Nasza Loteria SR - pasek na kartach artykułów

Daleka droga po wódkę. Urzędnicy ustalają granicę, która ma nas dzielić od alkoholu

Katarzyna Hejna [email protected]
- Osoby uzależnione przejdą nawet i 200 metrów w nocy żeby się napić - mówi Janka Zarzycka, psycholożka
- Osoby uzależnione przejdą nawet i 200 metrów w nocy żeby się napić - mówi Janka Zarzycka, psycholożka
Sto czy pięćdziesiąt metrów - w jakiej odległości od przedszkoli, szkół i kościołów można sprzedawać alkohol?
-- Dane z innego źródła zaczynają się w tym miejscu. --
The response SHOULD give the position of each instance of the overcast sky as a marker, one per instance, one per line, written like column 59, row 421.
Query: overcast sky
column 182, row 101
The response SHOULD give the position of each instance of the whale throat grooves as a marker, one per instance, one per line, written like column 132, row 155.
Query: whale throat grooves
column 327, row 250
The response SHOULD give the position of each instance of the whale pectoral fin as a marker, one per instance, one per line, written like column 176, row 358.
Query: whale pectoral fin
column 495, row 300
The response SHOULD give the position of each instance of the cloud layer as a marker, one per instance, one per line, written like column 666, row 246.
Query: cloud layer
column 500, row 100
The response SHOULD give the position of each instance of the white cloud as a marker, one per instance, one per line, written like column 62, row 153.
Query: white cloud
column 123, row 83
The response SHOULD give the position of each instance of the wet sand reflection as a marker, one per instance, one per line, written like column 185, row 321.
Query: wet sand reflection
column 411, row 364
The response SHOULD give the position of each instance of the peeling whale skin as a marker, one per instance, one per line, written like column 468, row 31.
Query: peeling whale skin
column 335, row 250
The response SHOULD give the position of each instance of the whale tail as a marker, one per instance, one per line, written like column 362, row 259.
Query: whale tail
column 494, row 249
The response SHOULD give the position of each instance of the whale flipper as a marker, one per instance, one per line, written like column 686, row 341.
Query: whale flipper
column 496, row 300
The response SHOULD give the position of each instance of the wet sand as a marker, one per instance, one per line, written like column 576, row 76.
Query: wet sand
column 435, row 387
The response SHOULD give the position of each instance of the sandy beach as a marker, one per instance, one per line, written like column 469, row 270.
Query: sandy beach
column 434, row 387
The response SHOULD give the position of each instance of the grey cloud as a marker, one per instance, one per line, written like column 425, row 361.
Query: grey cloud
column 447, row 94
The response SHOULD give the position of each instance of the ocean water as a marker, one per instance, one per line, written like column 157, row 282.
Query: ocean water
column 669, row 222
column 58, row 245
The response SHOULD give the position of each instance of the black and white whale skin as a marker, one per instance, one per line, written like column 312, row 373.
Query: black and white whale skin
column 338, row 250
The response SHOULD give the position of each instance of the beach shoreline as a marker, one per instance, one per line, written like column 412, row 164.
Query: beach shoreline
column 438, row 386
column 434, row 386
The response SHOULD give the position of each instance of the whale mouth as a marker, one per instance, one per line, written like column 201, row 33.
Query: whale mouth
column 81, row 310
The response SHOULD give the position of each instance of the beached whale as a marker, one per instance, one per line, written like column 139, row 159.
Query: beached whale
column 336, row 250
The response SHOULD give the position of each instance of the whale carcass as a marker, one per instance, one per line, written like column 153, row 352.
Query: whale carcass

- Właściciel sklepu sprzedającego alkohol na Osowej Górze musiał go zamknąć, gdy w pobliżu powstało prywatne przedszkole - informuje Anna Wołos, kierowniczka referatu zezwoleń alkoholowych w bydgoskim Urzędzie Miejskim. - Nie przedłużyliśmy mu koncesji, ponieważ takie jest prawo.

Czytaj też: Kryzys widać nawet w kieliszku

W Bydgoszczy obowiązuje zakaz sprzedaży alkoholu o zawartości powyżej 4,5 procent (z wyjątkiem piwa) w odległości mniejszej, niż 60 metrów od szkół (poza wyższymi), przedszkoli, żłobków, kościołów, kaplic, schronisk dla bezdomnych itp. - Do 2003 roku odległość ta wynosiła 70 metrów - dodaje Anna Wołos.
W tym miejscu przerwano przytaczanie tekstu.